Global car makers are starting to question their continued presence in China as once healthy sales plummet and profit margins fall amid the rise of local giants such as BYD and Geely.
China is the world's largest automotive market, with 26 million light vehicles sold last year, but tough competition and even tougher price wars have put once-dominant foreign firms on the back foot after a decade of reaping riches from the country.
Chinese car makers grew their share in their domestic market from 40% in 2015 to 57% in 2023, according to automotive analyst firm Inovev, and "it will be very difficult for non-Chinese car makers to regain lost market shares".
Some have already left. Stellantis sold its assets to its partner Dongfeng last year following aborted efforts to boost sales of its once popular Citroën and Peugeot brands there. Its Jeep joint venture with GAC went bust in 2022. And Renault pulled out of its joint venture, also with Dongfeng, in 2020.
General Motors has the biggest market share of any global car maker in China after Volkswagen, but it too has started to struggle, with its share falling from 14% in 2017 to just 7% last year.
GM’s situation has got so bad that Bank of America analyst John Murphy asked CEO Mary Barra on the company’s January financial results call whether following Stellantis out of the door “might be the best move to make”.
Barra didn’t push back, reminding Murphy that GM giant took a similarly tough decision to end its unprofitable Opel/Vauxhall operation in Europe, selling it to PSA (now part of Stellantis). “So we're not going to shy away from making tough calls or maybe calls that people wouldn't expect,” she said.

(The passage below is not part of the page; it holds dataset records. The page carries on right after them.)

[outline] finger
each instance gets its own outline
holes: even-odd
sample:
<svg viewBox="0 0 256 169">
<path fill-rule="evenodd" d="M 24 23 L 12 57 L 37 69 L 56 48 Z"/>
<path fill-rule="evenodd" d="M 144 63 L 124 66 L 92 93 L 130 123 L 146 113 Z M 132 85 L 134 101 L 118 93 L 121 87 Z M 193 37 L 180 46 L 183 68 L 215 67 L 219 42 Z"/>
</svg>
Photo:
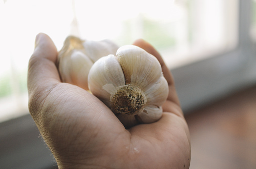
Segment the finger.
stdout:
<svg viewBox="0 0 256 169">
<path fill-rule="evenodd" d="M 29 92 L 49 83 L 60 82 L 56 66 L 58 52 L 52 40 L 41 33 L 37 36 L 34 53 L 29 63 L 28 88 Z"/>
<path fill-rule="evenodd" d="M 136 40 L 133 43 L 133 44 L 143 48 L 157 58 L 162 66 L 162 71 L 163 72 L 164 76 L 166 79 L 169 85 L 169 95 L 167 100 L 173 102 L 179 106 L 179 101 L 176 92 L 173 78 L 159 53 L 152 45 L 142 39 Z M 163 107 L 163 108 L 164 108 L 165 107 Z M 169 110 L 164 110 L 164 111 L 166 112 L 169 112 Z"/>
</svg>

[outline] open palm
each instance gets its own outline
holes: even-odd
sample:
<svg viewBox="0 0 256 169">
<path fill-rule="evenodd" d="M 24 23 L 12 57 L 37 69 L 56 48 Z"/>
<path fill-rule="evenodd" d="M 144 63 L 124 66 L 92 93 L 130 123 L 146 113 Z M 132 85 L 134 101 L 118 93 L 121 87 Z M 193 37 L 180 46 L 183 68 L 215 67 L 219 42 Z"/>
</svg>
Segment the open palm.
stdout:
<svg viewBox="0 0 256 169">
<path fill-rule="evenodd" d="M 29 106 L 59 168 L 189 168 L 189 131 L 170 72 L 150 44 L 141 40 L 134 44 L 159 60 L 169 94 L 158 122 L 126 130 L 97 98 L 61 82 L 53 42 L 37 36 L 29 66 Z"/>
</svg>

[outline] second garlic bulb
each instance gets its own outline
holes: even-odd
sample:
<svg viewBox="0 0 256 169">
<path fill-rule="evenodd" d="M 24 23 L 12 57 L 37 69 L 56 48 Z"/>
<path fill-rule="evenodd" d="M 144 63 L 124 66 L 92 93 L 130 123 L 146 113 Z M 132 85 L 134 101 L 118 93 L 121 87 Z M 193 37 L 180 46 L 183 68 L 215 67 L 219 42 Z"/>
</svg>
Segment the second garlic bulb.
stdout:
<svg viewBox="0 0 256 169">
<path fill-rule="evenodd" d="M 116 53 L 118 46 L 110 40 L 83 40 L 68 36 L 59 52 L 58 69 L 63 82 L 88 90 L 89 71 L 93 63 L 102 56 Z"/>
<path fill-rule="evenodd" d="M 116 56 L 110 54 L 95 62 L 88 86 L 126 127 L 159 120 L 168 94 L 158 60 L 132 45 L 120 48 Z"/>
</svg>

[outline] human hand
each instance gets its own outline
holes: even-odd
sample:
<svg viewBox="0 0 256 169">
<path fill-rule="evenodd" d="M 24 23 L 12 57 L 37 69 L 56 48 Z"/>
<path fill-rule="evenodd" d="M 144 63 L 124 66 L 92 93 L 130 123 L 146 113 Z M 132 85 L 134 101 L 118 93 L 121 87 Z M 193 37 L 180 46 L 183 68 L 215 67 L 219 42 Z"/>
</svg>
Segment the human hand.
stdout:
<svg viewBox="0 0 256 169">
<path fill-rule="evenodd" d="M 61 82 L 51 38 L 37 36 L 29 65 L 29 107 L 59 168 L 188 168 L 189 131 L 169 70 L 143 40 L 134 44 L 156 56 L 169 88 L 157 122 L 126 130 L 93 95 Z"/>
</svg>

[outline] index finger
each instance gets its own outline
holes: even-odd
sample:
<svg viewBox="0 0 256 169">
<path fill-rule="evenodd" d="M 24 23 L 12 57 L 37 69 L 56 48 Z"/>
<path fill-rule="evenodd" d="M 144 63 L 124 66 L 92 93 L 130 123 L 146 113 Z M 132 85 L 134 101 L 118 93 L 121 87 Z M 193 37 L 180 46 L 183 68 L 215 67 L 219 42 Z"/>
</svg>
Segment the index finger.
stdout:
<svg viewBox="0 0 256 169">
<path fill-rule="evenodd" d="M 39 86 L 46 87 L 50 82 L 60 82 L 56 63 L 58 52 L 54 42 L 46 34 L 37 36 L 35 48 L 29 62 L 28 88 L 29 92 Z"/>
</svg>

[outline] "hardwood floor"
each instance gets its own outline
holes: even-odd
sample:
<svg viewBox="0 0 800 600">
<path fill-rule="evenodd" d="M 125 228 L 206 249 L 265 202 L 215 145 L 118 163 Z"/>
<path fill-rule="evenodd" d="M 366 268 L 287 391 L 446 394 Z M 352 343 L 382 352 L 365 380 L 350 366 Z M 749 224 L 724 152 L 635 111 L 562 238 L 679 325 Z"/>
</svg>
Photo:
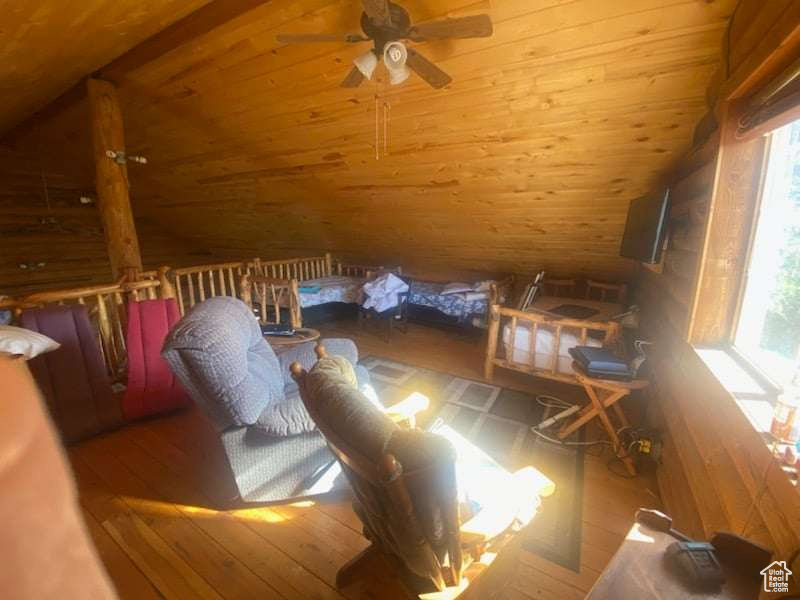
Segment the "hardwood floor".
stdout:
<svg viewBox="0 0 800 600">
<path fill-rule="evenodd" d="M 415 325 L 390 344 L 352 323 L 323 333 L 354 338 L 362 354 L 480 378 L 479 340 Z M 497 381 L 545 389 L 512 373 Z M 547 389 L 562 396 L 576 390 Z M 232 504 L 235 485 L 225 456 L 197 409 L 130 425 L 71 446 L 68 454 L 89 531 L 122 598 L 402 597 L 391 573 L 377 564 L 369 578 L 335 589 L 338 568 L 367 545 L 349 500 Z M 582 598 L 636 508 L 660 505 L 651 481 L 622 479 L 605 463 L 602 457 L 585 461 L 580 572 L 523 551 L 505 598 Z"/>
</svg>

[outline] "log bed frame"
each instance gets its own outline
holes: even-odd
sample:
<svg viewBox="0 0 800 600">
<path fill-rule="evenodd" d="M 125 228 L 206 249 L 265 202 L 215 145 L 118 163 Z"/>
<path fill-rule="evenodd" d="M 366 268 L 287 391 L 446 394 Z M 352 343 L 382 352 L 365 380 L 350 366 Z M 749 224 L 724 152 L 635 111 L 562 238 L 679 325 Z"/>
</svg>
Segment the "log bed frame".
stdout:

“For years, GM 'made more money than God' in China, a former executive once told me,” Michael Dunne, the head of a China-focused consultancy and a former GM executive, wrote in a recent blog post. “Today the company is grasping at straws.”
Fellow American giant Ford has it even worse in the country, with sales now so bad that the output of its partnership with Changan is now below 20% of its factory capacity, according to figures crunched by Bloomberg.
The mistake made by the Detroit three was believing that the good times were going to stay, according to Dunne.
“GM, Ford and Jeep grew convinced of two eternal truths: first, Chinese consumers would forever prefer foreign car brands over the Chinese offerings; and second, [petrol]-powered vehicles would be dominant until kingdom come,” he wrote. “As things turned out, they were wrong on both counts.”
The rise of EVs and the attraction of nimbler local players persuaded generally younger, more tech-savvy buyers to abandon the safety of the established brands.